[pypy-dev] Threaded interpretation (was: Re: compiler optimizations: collecting ideas)

Fri Dec 26 05:52:06 CET 2008

Hi!
This time, I'm trying to answer shortly

Is this the geninterp you're talking about?
http://codespeak.net/pypy/dist/pypy/doc/geninterp.html
Is the geninterpreted version RPython code? I'm almost sure, except
for the """NOT_RPYTHON""" doc string in the geninterpreted source
snippet. I guess it's there because the _source_ of it is not RPython
code.

On Wed, Dec 24, 2008 at 22:29, Antonio Cuni <anto.cuni at gmail.com> wrote:
> Paolo Giarrusso wrote:

> I quickly counted the number of lines for the interpreters, excluding the
> builtin types/functions, and we have 28188 non-empty lines for python, 5376
> for prolog and 1707 for scheme.

> I know that the number of lines does not mean anything, but I think it's a
> good hint about the relative complexities of the languages.
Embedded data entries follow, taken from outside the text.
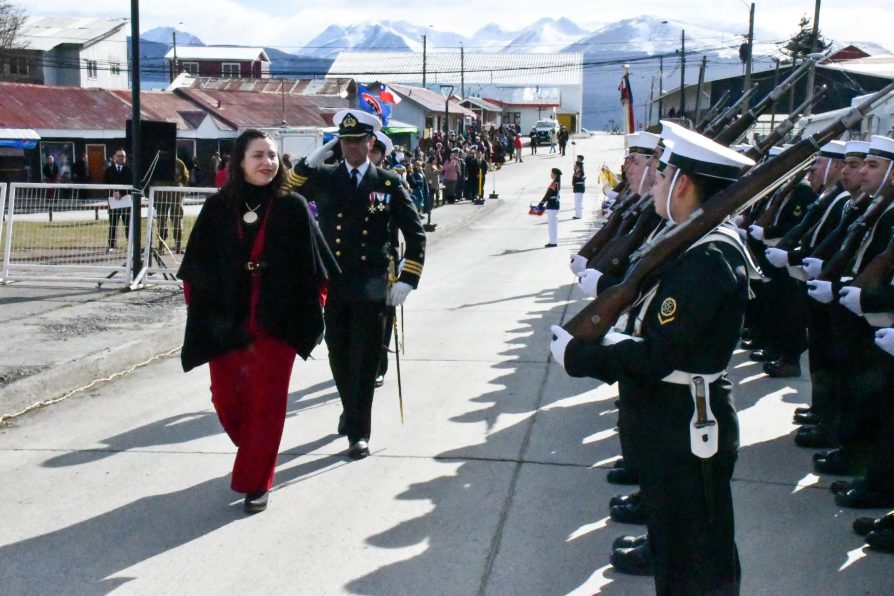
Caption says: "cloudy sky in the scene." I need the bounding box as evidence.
[28,0,894,50]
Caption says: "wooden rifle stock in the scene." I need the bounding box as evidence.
[714,59,814,146]
[564,83,894,342]
[819,194,894,281]
[848,237,894,290]
[702,83,759,139]
[754,168,810,229]
[695,89,730,132]
[577,193,640,260]
[745,85,828,160]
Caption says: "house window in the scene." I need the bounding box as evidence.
[221,62,241,79]
[9,56,28,75]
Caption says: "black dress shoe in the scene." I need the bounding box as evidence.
[866,530,894,553]
[835,488,894,509]
[609,500,649,524]
[764,360,801,379]
[612,532,648,550]
[796,412,820,425]
[608,491,643,509]
[605,468,639,486]
[242,490,267,513]
[348,439,369,460]
[795,426,838,449]
[813,449,857,478]
[609,542,655,575]
[748,348,779,362]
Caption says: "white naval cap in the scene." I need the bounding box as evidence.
[332,109,382,139]
[375,130,394,155]
[867,135,894,161]
[820,141,846,159]
[624,131,658,155]
[844,141,869,159]
[661,121,754,181]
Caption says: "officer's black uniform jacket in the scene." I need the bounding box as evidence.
[565,242,748,453]
[289,160,425,302]
[571,164,587,192]
[177,194,338,371]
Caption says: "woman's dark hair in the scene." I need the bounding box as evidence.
[220,128,290,210]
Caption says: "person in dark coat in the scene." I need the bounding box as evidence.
[178,129,338,513]
[289,110,425,459]
[550,123,754,596]
[102,147,133,252]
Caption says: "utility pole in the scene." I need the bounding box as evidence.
[804,0,822,117]
[679,29,686,118]
[169,29,178,83]
[742,2,754,114]
[658,55,664,120]
[694,56,708,122]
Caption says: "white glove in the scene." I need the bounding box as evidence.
[571,254,587,275]
[387,281,413,306]
[549,325,574,368]
[838,286,863,315]
[801,257,823,279]
[304,137,338,170]
[764,248,788,268]
[577,269,602,298]
[875,327,894,356]
[807,279,834,304]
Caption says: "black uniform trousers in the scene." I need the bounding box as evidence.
[324,296,387,443]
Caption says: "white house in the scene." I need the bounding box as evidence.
[9,16,130,89]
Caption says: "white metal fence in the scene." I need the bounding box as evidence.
[134,186,218,284]
[0,183,217,287]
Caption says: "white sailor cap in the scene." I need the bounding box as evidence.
[866,135,894,161]
[661,121,754,181]
[624,131,658,155]
[844,141,869,159]
[375,130,394,155]
[332,110,382,139]
[820,141,845,159]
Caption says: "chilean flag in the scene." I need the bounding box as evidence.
[618,70,636,134]
[379,85,400,105]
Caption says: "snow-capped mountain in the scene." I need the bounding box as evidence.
[140,27,205,46]
[503,17,590,53]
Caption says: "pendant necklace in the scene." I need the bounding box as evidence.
[242,203,261,224]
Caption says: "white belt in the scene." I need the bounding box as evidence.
[661,370,725,459]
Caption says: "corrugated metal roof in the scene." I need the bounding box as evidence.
[0,83,131,130]
[175,89,329,128]
[388,83,475,116]
[165,46,270,62]
[326,52,584,87]
[18,16,130,52]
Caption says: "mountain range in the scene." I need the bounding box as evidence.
[141,15,891,129]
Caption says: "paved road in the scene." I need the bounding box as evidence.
[0,137,894,595]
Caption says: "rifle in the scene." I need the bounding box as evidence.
[819,193,894,281]
[564,82,894,342]
[577,193,640,260]
[754,167,810,229]
[714,57,820,147]
[702,83,760,139]
[695,89,730,132]
[745,85,828,161]
[848,236,894,290]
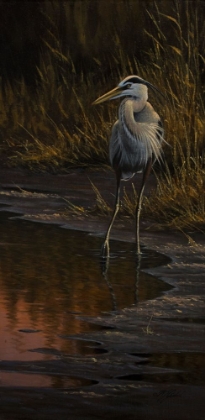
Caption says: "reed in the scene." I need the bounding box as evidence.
[0,0,205,229]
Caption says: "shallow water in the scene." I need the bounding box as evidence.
[0,212,170,386]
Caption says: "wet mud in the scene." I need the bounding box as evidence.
[0,169,205,420]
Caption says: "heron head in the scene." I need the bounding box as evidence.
[93,76,164,105]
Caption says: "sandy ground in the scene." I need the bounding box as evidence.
[0,169,205,420]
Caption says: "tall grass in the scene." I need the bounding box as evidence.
[0,0,205,228]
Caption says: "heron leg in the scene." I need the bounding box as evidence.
[101,173,121,257]
[136,158,152,255]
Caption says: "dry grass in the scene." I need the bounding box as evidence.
[0,0,205,229]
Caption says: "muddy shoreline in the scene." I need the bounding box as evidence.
[0,169,205,420]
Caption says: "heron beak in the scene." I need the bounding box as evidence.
[92,86,122,105]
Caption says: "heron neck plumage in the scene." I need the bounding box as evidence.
[119,97,147,133]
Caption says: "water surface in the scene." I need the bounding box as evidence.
[0,212,170,388]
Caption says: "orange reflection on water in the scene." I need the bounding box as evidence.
[0,213,170,360]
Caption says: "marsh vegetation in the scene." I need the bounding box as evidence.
[0,0,205,229]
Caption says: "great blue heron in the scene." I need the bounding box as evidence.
[93,75,164,257]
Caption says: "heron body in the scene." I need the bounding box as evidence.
[94,76,164,256]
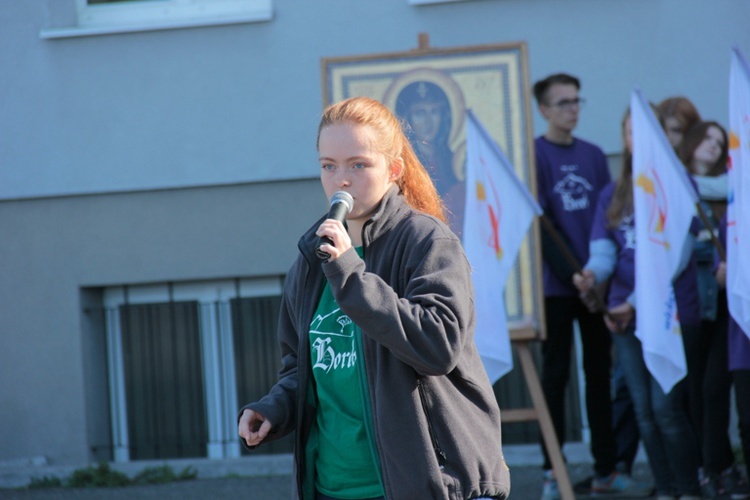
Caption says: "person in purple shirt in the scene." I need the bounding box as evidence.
[574,107,701,500]
[716,214,750,499]
[533,74,630,500]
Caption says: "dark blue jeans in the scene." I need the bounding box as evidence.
[612,325,701,496]
[542,297,616,476]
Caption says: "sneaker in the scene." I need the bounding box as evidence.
[700,474,721,500]
[542,470,560,500]
[591,472,651,498]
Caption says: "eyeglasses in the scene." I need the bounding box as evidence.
[547,97,586,110]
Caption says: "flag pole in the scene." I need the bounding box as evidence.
[541,214,608,316]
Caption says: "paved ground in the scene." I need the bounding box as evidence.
[0,446,650,500]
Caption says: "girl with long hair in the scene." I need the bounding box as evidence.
[239,97,510,500]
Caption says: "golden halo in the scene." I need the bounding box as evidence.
[382,68,466,150]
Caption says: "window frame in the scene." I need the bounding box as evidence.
[40,0,273,38]
[103,277,283,463]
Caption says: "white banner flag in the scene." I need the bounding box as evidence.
[727,47,750,337]
[630,89,698,393]
[463,111,542,384]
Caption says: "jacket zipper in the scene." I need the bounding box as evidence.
[417,377,446,470]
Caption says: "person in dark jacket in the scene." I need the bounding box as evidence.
[239,97,510,500]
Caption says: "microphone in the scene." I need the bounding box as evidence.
[315,191,354,260]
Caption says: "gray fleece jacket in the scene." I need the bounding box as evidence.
[240,187,510,500]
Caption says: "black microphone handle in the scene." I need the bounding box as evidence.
[315,201,349,260]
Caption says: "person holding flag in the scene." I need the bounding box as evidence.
[706,214,750,500]
[574,102,701,500]
[533,73,629,500]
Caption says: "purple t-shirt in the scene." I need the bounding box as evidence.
[716,214,750,370]
[534,136,611,297]
[591,182,700,325]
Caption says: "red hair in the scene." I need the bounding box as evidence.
[318,97,447,222]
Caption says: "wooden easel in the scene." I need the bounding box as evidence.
[414,33,580,500]
[502,338,575,500]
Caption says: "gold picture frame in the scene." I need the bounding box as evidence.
[321,39,545,340]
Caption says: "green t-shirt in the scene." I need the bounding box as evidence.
[309,249,383,499]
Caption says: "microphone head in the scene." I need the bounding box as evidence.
[331,191,354,213]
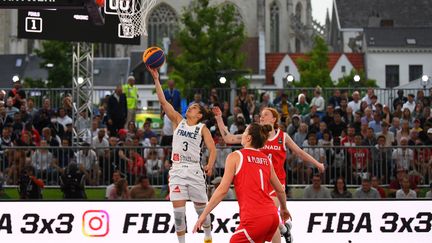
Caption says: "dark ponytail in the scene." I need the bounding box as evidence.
[248,123,273,149]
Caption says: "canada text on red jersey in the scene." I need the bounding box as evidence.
[234,148,277,220]
[260,129,287,184]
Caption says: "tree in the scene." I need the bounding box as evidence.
[168,0,246,97]
[294,36,333,87]
[35,41,72,88]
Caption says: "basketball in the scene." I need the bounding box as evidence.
[143,46,165,68]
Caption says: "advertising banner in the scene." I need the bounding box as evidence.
[0,200,432,243]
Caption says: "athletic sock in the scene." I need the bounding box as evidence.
[177,235,186,243]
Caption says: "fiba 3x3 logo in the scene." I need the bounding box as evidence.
[104,0,139,38]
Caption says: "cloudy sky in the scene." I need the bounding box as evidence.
[312,0,333,24]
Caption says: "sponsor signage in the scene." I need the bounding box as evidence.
[0,200,432,243]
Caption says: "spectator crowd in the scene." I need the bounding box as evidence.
[0,77,432,199]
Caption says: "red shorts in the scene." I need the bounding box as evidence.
[230,213,279,243]
[269,178,285,197]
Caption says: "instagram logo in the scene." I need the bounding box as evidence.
[83,210,109,237]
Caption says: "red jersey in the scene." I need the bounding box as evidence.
[234,148,277,221]
[260,129,287,182]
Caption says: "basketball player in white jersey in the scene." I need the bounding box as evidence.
[147,67,216,243]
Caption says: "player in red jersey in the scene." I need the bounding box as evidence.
[193,123,291,243]
[213,107,324,243]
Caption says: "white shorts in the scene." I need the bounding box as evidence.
[169,164,208,203]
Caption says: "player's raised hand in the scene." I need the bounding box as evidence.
[212,106,222,117]
[146,66,159,81]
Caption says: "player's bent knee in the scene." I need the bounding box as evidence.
[174,207,186,232]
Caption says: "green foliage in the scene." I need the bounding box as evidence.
[294,36,333,87]
[167,0,246,97]
[33,41,72,88]
[336,70,378,88]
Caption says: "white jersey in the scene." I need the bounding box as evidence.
[171,119,204,164]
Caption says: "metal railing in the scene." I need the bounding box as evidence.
[0,146,432,186]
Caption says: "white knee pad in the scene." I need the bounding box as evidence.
[174,207,186,232]
[194,205,211,228]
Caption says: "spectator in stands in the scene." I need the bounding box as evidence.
[389,117,401,137]
[287,114,301,137]
[107,85,128,135]
[130,176,155,199]
[309,87,325,118]
[303,174,331,199]
[208,176,236,200]
[362,88,374,106]
[392,137,414,170]
[189,93,207,107]
[402,94,416,113]
[362,128,377,146]
[276,94,292,123]
[108,179,130,200]
[293,122,308,148]
[57,107,72,130]
[393,89,408,110]
[329,110,347,138]
[31,140,60,185]
[234,86,254,124]
[18,166,45,199]
[8,80,26,109]
[143,121,156,139]
[75,143,100,186]
[295,94,310,116]
[348,134,371,182]
[164,79,181,113]
[322,105,334,125]
[19,103,33,123]
[5,97,19,117]
[122,76,138,125]
[425,183,432,199]
[258,92,275,112]
[331,177,352,199]
[371,176,386,198]
[396,176,417,199]
[328,89,341,109]
[301,133,326,181]
[33,98,54,133]
[371,135,393,183]
[361,107,374,124]
[348,91,361,115]
[396,120,410,145]
[354,178,381,199]
[105,170,121,199]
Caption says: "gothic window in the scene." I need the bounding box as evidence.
[270,2,279,52]
[295,2,303,20]
[147,3,178,46]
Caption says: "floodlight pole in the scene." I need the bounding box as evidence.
[72,42,94,146]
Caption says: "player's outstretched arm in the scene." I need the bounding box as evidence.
[193,152,240,233]
[270,165,292,222]
[285,134,325,173]
[202,126,216,176]
[147,67,183,127]
[212,106,241,144]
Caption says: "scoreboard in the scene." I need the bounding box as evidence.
[16,0,140,45]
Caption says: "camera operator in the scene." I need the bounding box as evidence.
[18,166,45,199]
[60,162,87,199]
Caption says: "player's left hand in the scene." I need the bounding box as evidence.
[204,165,213,177]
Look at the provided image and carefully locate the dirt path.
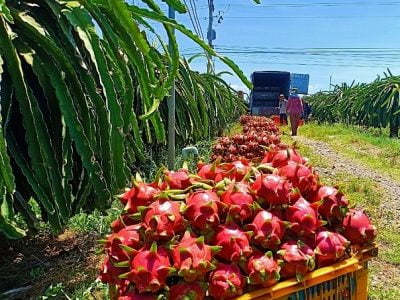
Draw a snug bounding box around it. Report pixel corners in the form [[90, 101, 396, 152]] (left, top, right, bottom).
[[294, 136, 400, 230], [294, 136, 400, 299]]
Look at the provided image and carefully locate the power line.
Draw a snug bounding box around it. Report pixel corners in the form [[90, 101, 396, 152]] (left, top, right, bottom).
[[198, 1, 400, 9], [184, 15, 400, 21], [183, 0, 201, 36], [190, 0, 204, 40]]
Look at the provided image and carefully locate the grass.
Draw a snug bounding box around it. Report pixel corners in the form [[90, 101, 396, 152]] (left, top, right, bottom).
[[299, 123, 400, 179], [282, 134, 400, 300]]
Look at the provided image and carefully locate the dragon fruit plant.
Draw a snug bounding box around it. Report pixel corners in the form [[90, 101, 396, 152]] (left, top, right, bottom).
[[99, 116, 377, 300]]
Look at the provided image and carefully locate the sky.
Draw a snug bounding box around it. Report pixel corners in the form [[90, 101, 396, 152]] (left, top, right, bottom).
[[136, 0, 400, 93]]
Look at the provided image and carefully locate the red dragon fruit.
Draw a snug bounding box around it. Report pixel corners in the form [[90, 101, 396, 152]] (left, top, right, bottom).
[[118, 291, 159, 300], [220, 182, 254, 222], [111, 214, 138, 233], [317, 186, 349, 220], [314, 228, 350, 267], [251, 174, 292, 206], [118, 182, 159, 214], [278, 161, 318, 199], [99, 257, 129, 284], [169, 282, 206, 300], [221, 159, 251, 181], [343, 209, 376, 245], [197, 160, 226, 182], [127, 242, 173, 293], [286, 198, 324, 235], [277, 241, 315, 281], [171, 231, 220, 282], [140, 200, 185, 240], [104, 224, 142, 262], [208, 263, 246, 299], [244, 251, 281, 287], [246, 210, 287, 249], [261, 148, 305, 168], [185, 190, 219, 233], [213, 223, 252, 261], [164, 169, 193, 190]]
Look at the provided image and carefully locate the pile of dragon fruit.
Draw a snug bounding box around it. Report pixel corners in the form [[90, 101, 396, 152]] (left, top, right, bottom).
[[100, 142, 376, 300], [211, 116, 287, 162]]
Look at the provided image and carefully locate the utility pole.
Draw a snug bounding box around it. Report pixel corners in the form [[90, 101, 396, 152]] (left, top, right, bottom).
[[207, 0, 216, 73], [168, 6, 175, 170]]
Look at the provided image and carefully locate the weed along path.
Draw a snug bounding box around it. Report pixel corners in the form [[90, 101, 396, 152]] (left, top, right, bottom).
[[294, 136, 400, 232], [293, 136, 400, 299]]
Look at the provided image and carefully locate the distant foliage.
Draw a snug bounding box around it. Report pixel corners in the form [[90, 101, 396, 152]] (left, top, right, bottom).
[[306, 72, 400, 137]]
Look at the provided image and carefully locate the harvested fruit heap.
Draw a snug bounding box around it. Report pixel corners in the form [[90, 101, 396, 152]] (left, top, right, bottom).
[[100, 119, 376, 300], [211, 116, 285, 162]]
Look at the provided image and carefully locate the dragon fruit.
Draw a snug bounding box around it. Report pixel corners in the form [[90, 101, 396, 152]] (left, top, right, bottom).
[[171, 231, 219, 282], [104, 224, 142, 262], [118, 291, 159, 300], [286, 198, 324, 235], [118, 182, 159, 214], [343, 209, 376, 245], [221, 159, 251, 181], [212, 223, 252, 261], [251, 174, 292, 206], [111, 214, 138, 233], [99, 257, 129, 284], [277, 241, 315, 281], [220, 183, 254, 222], [139, 200, 185, 240], [278, 161, 318, 199], [261, 148, 305, 168], [169, 282, 206, 300], [244, 251, 280, 287], [208, 263, 246, 299], [317, 186, 349, 220], [185, 190, 220, 233], [164, 169, 193, 190], [127, 242, 173, 293], [246, 210, 287, 249], [197, 160, 226, 182], [314, 228, 350, 267]]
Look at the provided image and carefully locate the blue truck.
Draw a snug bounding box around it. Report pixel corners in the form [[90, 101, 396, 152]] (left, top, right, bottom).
[[249, 71, 309, 116]]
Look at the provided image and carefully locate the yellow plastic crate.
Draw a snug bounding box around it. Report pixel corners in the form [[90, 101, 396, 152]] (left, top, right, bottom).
[[109, 245, 378, 300], [235, 246, 378, 300]]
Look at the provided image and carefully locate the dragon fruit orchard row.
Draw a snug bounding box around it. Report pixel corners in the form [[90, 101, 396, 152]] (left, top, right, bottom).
[[100, 117, 376, 300], [211, 116, 287, 162]]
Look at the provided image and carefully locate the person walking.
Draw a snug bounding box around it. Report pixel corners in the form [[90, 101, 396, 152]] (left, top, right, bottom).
[[286, 89, 303, 136], [279, 94, 288, 125]]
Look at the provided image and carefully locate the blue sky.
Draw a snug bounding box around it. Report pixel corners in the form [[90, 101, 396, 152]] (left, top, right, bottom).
[[141, 0, 400, 93]]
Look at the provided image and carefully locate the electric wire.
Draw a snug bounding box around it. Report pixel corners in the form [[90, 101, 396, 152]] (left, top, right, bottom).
[[189, 0, 204, 40], [183, 0, 201, 36]]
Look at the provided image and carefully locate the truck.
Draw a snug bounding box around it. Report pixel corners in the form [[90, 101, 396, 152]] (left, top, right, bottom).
[[249, 71, 310, 116], [250, 71, 290, 116]]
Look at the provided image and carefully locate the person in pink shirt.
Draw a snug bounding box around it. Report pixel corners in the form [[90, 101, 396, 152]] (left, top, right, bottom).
[[286, 89, 303, 136]]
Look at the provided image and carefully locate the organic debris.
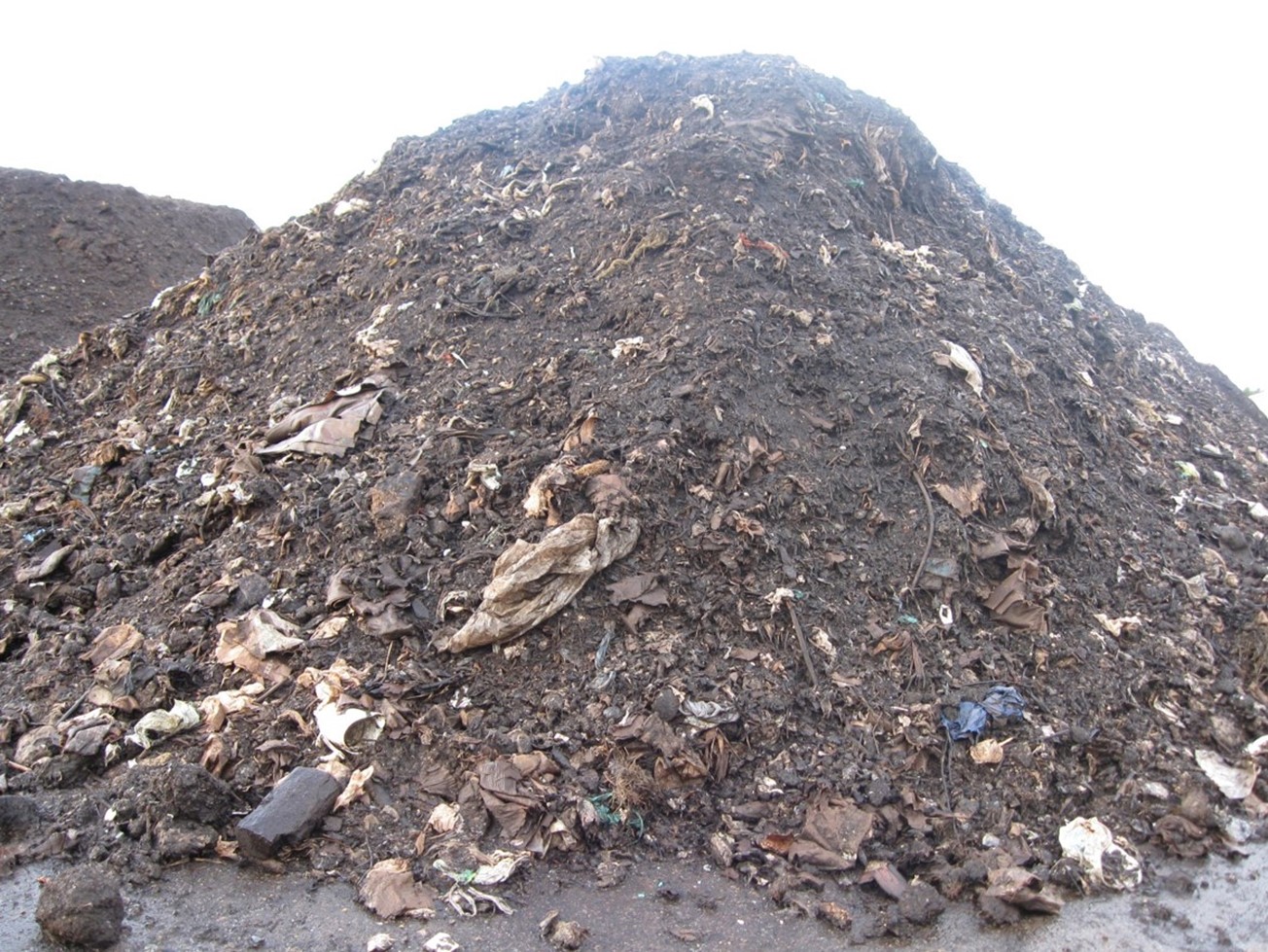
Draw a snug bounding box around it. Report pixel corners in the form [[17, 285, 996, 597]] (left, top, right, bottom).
[[0, 50, 1268, 930]]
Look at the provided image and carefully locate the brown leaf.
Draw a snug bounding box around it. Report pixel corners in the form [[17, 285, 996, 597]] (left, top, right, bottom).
[[80, 621, 145, 668], [359, 857, 437, 919], [933, 479, 987, 518]]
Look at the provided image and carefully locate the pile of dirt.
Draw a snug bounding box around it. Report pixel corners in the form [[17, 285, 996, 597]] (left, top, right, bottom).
[[0, 55, 1268, 930], [0, 168, 255, 380]]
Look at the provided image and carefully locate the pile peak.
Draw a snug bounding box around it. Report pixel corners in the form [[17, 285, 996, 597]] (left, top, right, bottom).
[[0, 54, 1268, 923]]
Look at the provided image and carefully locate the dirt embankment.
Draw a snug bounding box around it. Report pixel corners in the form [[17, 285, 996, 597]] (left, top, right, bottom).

Also about the amount of Python-specific optimizations you did :-).

>  I also know
> that being more complex does not necessarily mean that it's impossible to
> write an "efficient" interpreter for it, it's an open question.

The 90-10 rule should apply anyway, but overhead for obscure features
might be a problem.
Well, reflection on the call stack can have a big runtime impact, but
that's also present in Smalltalk as far as I know and that can be
handled as well.
Anyway, if Python developers are not able to implement efficient
multithreading in the interpreter because of the excessive performance
impact and they don't decide to drop refcounting, saying "there's
space for optimizations" looks like a safe bet; the source of the idea
is what I've been taught in the course, but I'm also noticing this by
myself.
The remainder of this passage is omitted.